To address how information about future turn decisions is represented by this ensemble, we mapped the middle stem of the T-maze to different regions on the linearized track according to the animal's next turn decision. In the encoding stage, we constructed and fit MLEs for conditional intensity models of each of the neurons along the linearized maze. Differential firing based on the direction of the next turn decision can be identified by comparing the fit of the intensity model over the linearized region corresponding to left turns (−245 to 0) to that corresponding to right turns (0 to 245). For the decoding stage, it is more natural to construct state models that describe the rat's movements for the linearized track, and the posterior distribution of the animal's distance along the track can be more efficiently computed under this 1D framework than in 2D. Linearization enables us to predict the animal's full movement trajectory and next turn direction at a high level of accuracy.

The linearization procedure described in this article is specific to the T-maze topology but can be easily expanded to arbitrary linear mazes. Random walks can be generalized by constructing gaussian models on the distance the rat moves in a particular direction at a single time step and assigning equal probability to each point in the maze at the resulting distance and direction. For example, if the rat travels up a stem that branches into three different choice paths in the original 2D maze, the generalized random walk model will define the probability that the animal passes through the branch point based on the gaussian distribution and assign equal probability to each of the three directions.

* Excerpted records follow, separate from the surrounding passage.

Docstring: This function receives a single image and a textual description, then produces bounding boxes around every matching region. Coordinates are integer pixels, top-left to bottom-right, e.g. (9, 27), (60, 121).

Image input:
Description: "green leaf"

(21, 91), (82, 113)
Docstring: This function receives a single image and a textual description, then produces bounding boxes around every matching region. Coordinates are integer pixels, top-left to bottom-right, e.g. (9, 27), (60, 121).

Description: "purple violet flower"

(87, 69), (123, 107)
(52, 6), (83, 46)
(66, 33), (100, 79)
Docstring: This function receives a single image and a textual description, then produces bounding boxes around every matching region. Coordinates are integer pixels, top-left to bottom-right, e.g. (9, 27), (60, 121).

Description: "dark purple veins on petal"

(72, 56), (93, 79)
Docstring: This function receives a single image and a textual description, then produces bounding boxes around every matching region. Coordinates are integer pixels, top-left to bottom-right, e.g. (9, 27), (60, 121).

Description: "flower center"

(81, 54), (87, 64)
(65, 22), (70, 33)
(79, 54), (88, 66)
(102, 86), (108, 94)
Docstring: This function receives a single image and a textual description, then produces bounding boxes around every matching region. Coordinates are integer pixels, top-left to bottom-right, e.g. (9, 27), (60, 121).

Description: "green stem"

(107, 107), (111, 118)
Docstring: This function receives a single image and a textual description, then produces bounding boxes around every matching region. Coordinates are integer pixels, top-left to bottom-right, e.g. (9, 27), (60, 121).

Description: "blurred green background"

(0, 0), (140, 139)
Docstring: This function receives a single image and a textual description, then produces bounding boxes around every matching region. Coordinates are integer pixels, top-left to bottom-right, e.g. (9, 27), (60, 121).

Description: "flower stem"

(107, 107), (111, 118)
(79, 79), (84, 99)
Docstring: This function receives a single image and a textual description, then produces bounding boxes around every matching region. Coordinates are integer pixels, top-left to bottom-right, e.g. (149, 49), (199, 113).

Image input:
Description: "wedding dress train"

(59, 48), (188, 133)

More general state models can also be constructed by defining a distribution on the current state given the previous one, p(xkxk−1).

After we linearized the maze, we proposed two models to characterize the firing activity of each neuron along the linearized T-maze. The first is a Poisson model that relates the firing rate of the neuron to the spatial location of the animal using a cardinal spline. This simple model was able to capture the statistical structure in the spiking activity of 19 of 47 neurons (about 40%), based on the KS tests. For those that failed the KS tests, the ACF plot for their transformed ISIs demonstrated correlated structure at small lags, potentially indicating history-dependent firing activity. Thus, in the second model, we incorporated a simple history component. Under this history-dependent model, the firing activity of 29 neurons (over 60%) passed the KS tests, and the correlation structure originally shown in the ACF plots of many of the neurons was reduced or eliminated. This suggests that firing history is an essential component necessary to accurately model this spiking activity.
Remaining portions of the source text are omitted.